Residents who are on edge about the recent sightings are reassured by wildlife experts who say you should always be aware of your surroundings and keep small pets and children indoors if left unsupervised.
Larson says people should be more worried about the coyotes in the area, who, contrary to bobcats, are much more likely to go after people’s pets - and there are a lot more of them around.
Bobcats, an important natural resource to Massachusetts, are classified as a furbearer species. A management program and regulated hunting and trapping seasons have been established for the species.
As carnivores, bobcats most commonly prey on medium-sized animals such as rabbits and hares but will eat mice, squirrels, skunks, opossums, muskrats, birds, and snakes. Occasionally bobcats will prey on larger animals such as deer but this is generally when other food items are scarce.
While bobcats have been adapting to suburban settings more and more, they rarely interact with humans.

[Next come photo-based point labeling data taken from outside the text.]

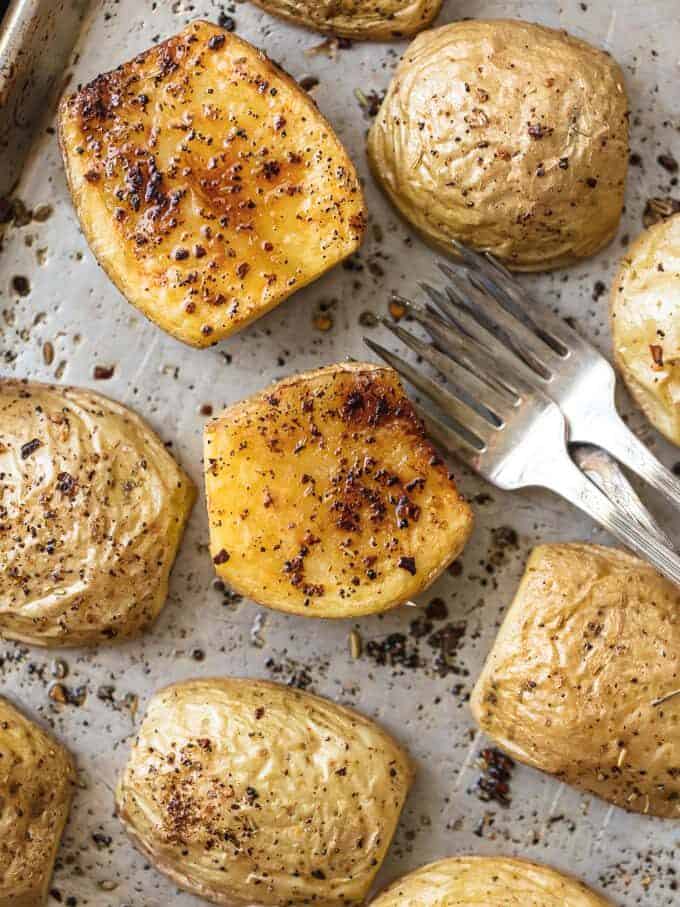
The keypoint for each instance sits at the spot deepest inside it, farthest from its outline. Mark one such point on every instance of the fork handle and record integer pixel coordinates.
(620, 441)
(572, 484)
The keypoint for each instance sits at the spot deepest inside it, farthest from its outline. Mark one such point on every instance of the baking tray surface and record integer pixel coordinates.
(60, 318)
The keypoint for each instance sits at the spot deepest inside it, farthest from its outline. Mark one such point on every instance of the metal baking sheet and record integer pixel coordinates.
(60, 317)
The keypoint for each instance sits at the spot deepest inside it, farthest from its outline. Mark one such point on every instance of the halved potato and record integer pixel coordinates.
(507, 136)
(92, 510)
(207, 183)
(645, 317)
(377, 20)
(250, 793)
(488, 882)
(37, 780)
(582, 681)
(326, 499)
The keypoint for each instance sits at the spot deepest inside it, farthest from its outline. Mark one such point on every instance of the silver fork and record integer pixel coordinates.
(482, 293)
(506, 428)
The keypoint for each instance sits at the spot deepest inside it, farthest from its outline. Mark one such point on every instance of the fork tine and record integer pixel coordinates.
(469, 349)
(485, 306)
(462, 376)
(500, 282)
(464, 415)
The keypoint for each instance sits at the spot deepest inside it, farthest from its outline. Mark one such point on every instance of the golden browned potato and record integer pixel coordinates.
(377, 20)
(37, 780)
(326, 499)
(645, 312)
(509, 137)
(251, 793)
(488, 882)
(207, 183)
(581, 678)
(92, 510)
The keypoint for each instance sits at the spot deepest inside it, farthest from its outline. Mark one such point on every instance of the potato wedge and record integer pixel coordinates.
(251, 793)
(645, 318)
(367, 20)
(580, 678)
(37, 780)
(92, 510)
(325, 498)
(507, 136)
(207, 183)
(488, 881)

Bobcat tracks may sometimes be confused with the tracks of domestic housecats although adult bobcat prints are larger than a house cat. Bobcat tracks have four toes in the front and back although the front foot actually has five toes.
For those with livestock, experts suggest keeping pasturing animals and chicken coops away from remote areas or near heavily wooded areas. Pen livestock in or near a barn at night and keep chickens within secure pens or coops. Electric fencing has been proven to be an effective deterrent.